Em uma declaração publicada pelo portal de notícias Cubadebate, o tribunal superior disse que Navarro - condenado a nove anos de prisão por desordem pública, desacato ao tribunal e tentativa de assassinato - é "um cidadão multirreincidente, mas levando em conta sua idade, 72 anos, a lei permite que o tribunal lhes conceda o benefício, independentemente de quanto tempo tenham cumprido sua sentença".

A esse respeito, ele explicou que a pessoa condenada, que havia sido proibida de deixar o município onde reside sem a autorização do tribunal, deixou a localidade em sete ocasiões "em flagrante desrespeito à lei". Em violação aos regulamentos, um tribunal no domingo revogou o benefício e ordenou que ele retornasse a um centro penitenciário para cumprir o restante de sua sentença (cinco anos e dois meses).

Por outro lado, a Suprema Corte apontou que Ferrer - condenado a quatro anos e nove meses de prisão por privação ilegal de liberdade - deveria ter comparecido em 28 de janeiro perante o juiz do município onde mora e "não compareceu". "Ele foi convocado novamente para o dia 7 de fevereiro, ao qual também não compareceu; e não apenas não compareceu, mas também tornou público por meio de seu perfil nas redes sociais, em flagrante desafio e violação da lei, que não compareceria perante a autoridade judicial", acrescentou.

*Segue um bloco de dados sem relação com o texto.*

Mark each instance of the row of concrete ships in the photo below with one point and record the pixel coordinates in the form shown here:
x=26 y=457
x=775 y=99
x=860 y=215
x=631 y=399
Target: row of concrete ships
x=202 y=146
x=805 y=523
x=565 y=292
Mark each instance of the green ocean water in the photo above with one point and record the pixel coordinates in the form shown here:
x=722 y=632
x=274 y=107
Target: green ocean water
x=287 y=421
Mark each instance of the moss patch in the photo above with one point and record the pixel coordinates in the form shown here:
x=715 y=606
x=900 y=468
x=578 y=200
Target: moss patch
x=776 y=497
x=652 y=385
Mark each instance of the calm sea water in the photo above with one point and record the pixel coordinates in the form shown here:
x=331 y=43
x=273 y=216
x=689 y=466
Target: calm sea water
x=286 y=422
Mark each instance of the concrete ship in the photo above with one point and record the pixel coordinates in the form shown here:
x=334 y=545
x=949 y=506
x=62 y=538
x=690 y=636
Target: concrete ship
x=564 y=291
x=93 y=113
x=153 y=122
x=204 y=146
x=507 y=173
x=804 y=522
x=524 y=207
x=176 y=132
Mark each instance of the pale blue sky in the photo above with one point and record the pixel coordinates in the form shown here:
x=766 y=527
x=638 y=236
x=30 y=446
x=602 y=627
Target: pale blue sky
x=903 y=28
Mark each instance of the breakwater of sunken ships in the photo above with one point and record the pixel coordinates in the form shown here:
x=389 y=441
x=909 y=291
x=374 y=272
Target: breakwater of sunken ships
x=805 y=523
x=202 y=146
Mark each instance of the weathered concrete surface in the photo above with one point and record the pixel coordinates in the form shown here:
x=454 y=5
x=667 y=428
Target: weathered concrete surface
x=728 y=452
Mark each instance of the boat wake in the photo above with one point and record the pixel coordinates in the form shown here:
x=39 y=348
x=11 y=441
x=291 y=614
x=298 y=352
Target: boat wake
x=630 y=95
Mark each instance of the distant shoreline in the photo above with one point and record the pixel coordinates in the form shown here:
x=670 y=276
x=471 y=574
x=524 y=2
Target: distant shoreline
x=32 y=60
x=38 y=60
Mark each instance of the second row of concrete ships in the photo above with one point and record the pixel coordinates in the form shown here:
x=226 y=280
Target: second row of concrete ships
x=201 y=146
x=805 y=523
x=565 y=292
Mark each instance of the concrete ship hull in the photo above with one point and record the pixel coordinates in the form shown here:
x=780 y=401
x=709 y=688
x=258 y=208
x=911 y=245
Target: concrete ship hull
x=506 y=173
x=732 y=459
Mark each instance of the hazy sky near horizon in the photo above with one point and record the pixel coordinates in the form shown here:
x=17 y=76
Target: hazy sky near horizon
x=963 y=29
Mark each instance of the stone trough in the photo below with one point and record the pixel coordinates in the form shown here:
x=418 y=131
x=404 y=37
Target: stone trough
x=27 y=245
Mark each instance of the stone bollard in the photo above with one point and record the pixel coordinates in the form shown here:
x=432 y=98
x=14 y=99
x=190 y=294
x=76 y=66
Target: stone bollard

Finalmente, assegurou que "os mencionados sancionados, além de não cumprirem o que já foi explicado, são pessoas que fazem publicamente" apelos em seus ambientes "à desordem, ao desprezo pelas autoridades e mantêm vínculos públicos com o encarregado de negócios da Embaixada dos Estados Unidos em Cuba".

No entanto, ele afirmou que "as revogações ordenadas neste momento não estão diretamente relacionadas a esses comportamentos" e que "caberá às autoridades competentes investigar e promover os processos investigativos correspondentes a esse respeito, se assim o considerarem".

OCHR: "NOVA INVESTIDA DO REGIME CUBANO CONTRA OPOSITORES".

O Observatório Cubano de Direitos Humanos (OCDH) condenou a revogação da libertação de Ferrer e Navarro, libertados como parte dos "esforços do Papa Francisco", que morreu na semana passada aos 88 anos, e considera que essa medida "trai o pedido" do pontífice, "que em vida havia pedido a Havana que libertasse todos os presos políticos".

"Esta é uma nova investida do regime cubano contra opositores e ativistas de direitos humanos e expõe o crescente clima repressivo na ilha", disse a organização em uma declaração na qual criticou o fato de que as autoridades "nem sequer esperaram 72 horas após o enterro de Francisco para desfazer seus compromissos, em um momento em que há uma vaga em Roma".

Nesse contexto, eles fizeram um "apelo urgente a toda a comunidade internacional para exigir a libertação de Ferrer, Navarro e dos mais de 760 prisioneiros políticos que continuam injustamente presos em Cuba".

OS EUA CONDENAM A "DETENÇÃO INJUSTA" DE FERRER E NAVARRO

O Departamento de Estado dos EUA também reagiu à notícia, dizendo que "condena veementemente o tratamento brutal e a detenção injusta" de Ferrer, sua esposa e seu filho pequeno, bem como de Navarro e outros ativistas pró-democracia.

A porta-voz diplomática Tammy Bruce exigiu "a libertação imediata das centenas de prisioneiros políticos e prisioneiros de consciência injustamente detidos pelo regime cubano", disse ela durante uma coletiva de imprensa.